Note that the error appears to be of about the same magnitude as the finite difference interval $\Delta$. Perhaps we could reduce the error to around the machine precision by using a much smaller $\Delta$. Here is the equivalent of the previous plot, when delta is 1e-15

Clearly there is something wrong with the idea that decreasing $\Delta$ must always increase accuracy here.
Consider the data generated by this code:
```
set.seed(1); n <- 100
xx <- sort(runif(n))
y <- .2*(xx-.5)+(xx-.5)^2 + rnorm(n)*.1
x <- xx+100
plot(x,y)
```
An appropriate and innocuous linear model for these data is $y_i = \beta_0 + \beta_1 x_i + \beta_2 x_i^2 + \epsilon_i$, where the $\epsilon_i$ are independent, zero mean constant variance r.v.s and the $\beta_j$ are parameters.
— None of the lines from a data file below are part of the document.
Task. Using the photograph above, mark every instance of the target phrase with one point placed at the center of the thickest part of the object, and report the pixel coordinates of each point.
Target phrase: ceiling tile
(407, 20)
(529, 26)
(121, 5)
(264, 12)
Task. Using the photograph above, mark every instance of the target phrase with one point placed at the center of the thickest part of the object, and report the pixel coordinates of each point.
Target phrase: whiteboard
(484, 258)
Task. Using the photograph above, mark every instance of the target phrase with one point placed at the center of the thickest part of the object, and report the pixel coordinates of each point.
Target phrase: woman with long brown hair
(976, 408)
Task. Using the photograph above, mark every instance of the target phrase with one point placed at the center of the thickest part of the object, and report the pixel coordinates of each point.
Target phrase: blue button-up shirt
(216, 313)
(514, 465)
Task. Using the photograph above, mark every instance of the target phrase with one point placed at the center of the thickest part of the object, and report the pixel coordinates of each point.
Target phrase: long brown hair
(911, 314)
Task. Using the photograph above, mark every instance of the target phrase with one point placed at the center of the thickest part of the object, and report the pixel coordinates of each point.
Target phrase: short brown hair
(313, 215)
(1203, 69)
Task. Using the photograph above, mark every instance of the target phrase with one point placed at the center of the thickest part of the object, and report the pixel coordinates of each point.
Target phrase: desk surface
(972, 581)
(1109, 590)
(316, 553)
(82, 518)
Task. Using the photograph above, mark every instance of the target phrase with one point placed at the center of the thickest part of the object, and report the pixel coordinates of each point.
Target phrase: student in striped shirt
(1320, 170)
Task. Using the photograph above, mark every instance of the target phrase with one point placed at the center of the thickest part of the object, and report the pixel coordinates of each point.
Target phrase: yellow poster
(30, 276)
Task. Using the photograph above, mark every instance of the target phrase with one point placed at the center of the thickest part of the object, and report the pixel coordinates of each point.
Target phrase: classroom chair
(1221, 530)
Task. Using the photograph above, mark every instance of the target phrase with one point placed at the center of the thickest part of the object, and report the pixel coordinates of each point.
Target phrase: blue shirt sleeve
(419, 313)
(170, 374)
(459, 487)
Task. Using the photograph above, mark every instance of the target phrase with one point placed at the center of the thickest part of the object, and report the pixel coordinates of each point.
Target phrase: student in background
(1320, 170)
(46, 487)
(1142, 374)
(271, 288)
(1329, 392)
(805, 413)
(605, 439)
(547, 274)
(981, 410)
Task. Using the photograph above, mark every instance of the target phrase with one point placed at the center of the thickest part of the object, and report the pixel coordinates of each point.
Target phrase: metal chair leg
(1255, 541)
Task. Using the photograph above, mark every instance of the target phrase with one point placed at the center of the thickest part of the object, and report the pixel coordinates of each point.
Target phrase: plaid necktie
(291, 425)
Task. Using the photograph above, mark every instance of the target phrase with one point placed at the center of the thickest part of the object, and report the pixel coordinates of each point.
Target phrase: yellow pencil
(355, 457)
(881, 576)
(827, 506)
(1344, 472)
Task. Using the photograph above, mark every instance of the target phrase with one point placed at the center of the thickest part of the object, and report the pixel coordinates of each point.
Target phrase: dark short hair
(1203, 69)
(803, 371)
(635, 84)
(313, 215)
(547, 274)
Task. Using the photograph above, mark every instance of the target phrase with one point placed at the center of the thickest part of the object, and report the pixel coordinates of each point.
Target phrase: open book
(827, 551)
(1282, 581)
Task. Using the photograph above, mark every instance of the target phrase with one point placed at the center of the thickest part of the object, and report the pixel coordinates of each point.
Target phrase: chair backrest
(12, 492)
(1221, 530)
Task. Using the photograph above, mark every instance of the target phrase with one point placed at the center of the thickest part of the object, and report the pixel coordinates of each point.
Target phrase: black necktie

This can be fitted in R, and the curve plotted, with
```
b <- lm(y~x+I(x^2))
plot(x,y)
lines(x,b$fitted.values,col="red")
```
From basic statistical modelling courses, recall that the least squares parameter estimates for a linear model are given by $\hat {\boldsymbol{\beta}}= ({\bf X}^{\sf T}{\bf X})^{-1}{\bf X}^{\sf T}{\bf y}$ where ${\bf X}$ is the model matrix. An alternative to use of lm would be to use this expression for $\hat {\boldsymbol{\beta}}$ directly.
```
X <- model.matrix(b) ## get same model matrix used above
## direct solution of `normal equations'
beta.hat <- solve(t(X)%*%X,t(X)%*%y) 
```
```
Error in solve.default(t(X) %*% X, t(X) %*% y): system is computationally singular: reciprocal condition number = 3.9864e-19
```
Something has gone badly wrong here, and this is a rather straightforward model. It’s important to understand what has happened before trying to write code to apply more sophisticated approaches to more complicated models.

In case you are wondering, one can make lm fail too. Mathematically it is easy to show that the model fitted values should be unchanged if I simply add 900 to the x values, but if I refit the model to such shifted data using lm then the following fitted values result, which can not be correct.

In particular, in this case lm estimates the coefficient of $x^2$ as NA due to numerical issues.